Aujourd’hui, la carte géopolitique du Moyen-Orient a changé. En septembre 2020 à Washington, sous le parrainage de Trump, deux monarchies du Golfe, les Emirats arabes unis et Bahreïn, signent un accord de normalisation de leurs relations avec Israël. En novembre, le Premier ministre israélien, Benjamin Netanyahu, s’est rendu en secret en Arabie Saoudite où il a rencontré le prince héritier MBS. Visite révélée par la presse israélienne. Il s’est déjà rendu à Oman, fin octobre 2018.
En outre le conflit russo-occidental sur l’Ukraine et la montée en puissance de la Chine ont remodelé les priorités dans les relations internationales. Pékin est devenu un partenaire économique important au Moyen-Orient.

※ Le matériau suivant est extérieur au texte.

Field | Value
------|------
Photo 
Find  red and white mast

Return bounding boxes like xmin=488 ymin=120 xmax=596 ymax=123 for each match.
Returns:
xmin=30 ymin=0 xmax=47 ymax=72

Riyad n’a pas opté pour le camp occidental sur la guerre en Ukraine. Aussi, le royaume wahhabite a renoué le dialogue avec l’ensemble des acteurs régionaux. Il a lancé des discussions avec Téhéran via la médiation irakienne de leurs relations diplomatiques rompues depuis janvier 2016. Comme il a remis sur les rails les relations avec Ankara et Qatar. Ainsi, le président Biden sera contraint de changer son discours à l’égard de l’Arabie Saoudite en optant pour la Realpolitik. MBS ne sera plus un «paria».
Quant à la question des droits de l’homme, elle sera mise de côté comme d’habitude au nom des intérêts suprême de la nation.